Haftaya raflarda olacak öyle bir kitap var ki, sadece bir roman değil, tam anlamıyla çağımızın ilişkiler panoraması.
The Kitap yayınlarından çıkan Hey, Zoey’i ilk okuyan şanslı gruptayım. Arka kapağında şöyle yazıyor: “Bazen en derin sırlarımızı, en beklenmedik kişilere anlatırız… Peki ya o kişi gerçek bile değilse?”
Dolores O’Shea, kırklı yaşlarında, hayatı rutinleşmiş, evliliği sessiz bir çıkmaza saplanmış bir kadın.

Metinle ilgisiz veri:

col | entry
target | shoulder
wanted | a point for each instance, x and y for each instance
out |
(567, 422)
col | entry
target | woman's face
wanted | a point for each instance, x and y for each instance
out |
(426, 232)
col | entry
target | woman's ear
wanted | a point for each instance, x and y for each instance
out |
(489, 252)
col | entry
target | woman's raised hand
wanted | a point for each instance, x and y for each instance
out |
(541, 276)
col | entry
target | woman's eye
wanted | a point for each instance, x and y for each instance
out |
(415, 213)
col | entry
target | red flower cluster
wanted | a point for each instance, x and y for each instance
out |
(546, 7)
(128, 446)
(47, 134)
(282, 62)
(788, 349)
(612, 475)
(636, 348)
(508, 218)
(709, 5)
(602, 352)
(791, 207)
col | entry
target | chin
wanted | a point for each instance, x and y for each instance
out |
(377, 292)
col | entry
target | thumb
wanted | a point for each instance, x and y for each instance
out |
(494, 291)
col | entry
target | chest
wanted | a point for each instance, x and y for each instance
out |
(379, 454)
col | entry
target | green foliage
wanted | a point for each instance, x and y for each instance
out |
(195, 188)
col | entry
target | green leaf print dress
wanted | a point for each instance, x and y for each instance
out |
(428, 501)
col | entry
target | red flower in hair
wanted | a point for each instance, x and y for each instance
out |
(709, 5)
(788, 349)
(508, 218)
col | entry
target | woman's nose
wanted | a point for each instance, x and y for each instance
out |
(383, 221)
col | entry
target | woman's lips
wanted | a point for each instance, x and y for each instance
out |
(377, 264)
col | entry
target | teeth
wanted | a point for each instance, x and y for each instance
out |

Derken garajda kocasının sakladığı bir sır buluyor: Yapay zekâlı, kusursuz görünümlü bir seks bebeği. Zoey. Başta şok edici, ama sonra…
Dolores onunla konuşmaya başlıyor. Zoey dinliyor, sır tutuyor, yargılamıyor. Ve Dolores kendine dair hiç fark etmediği arzularla, kırgınlıklarla yüzleşiyor.
Bu satırları okurken aklıma “Online Flört Online Romantizm” kitabım için yaptığım araştırmalar geldi. O kitapta da altını çizmiştim: Online flörtün yükselişi, “romantik yakınlığın dijitalleşmesi”ydi. Araştırmalarımda Gazeteci Jenny Kleeman’ın Sex Robots & Vegan Meat kitabına denk gelmiştim. Kendisi bu robotların üretildiği fabrikalara gidip bizzat deneyimlemişti.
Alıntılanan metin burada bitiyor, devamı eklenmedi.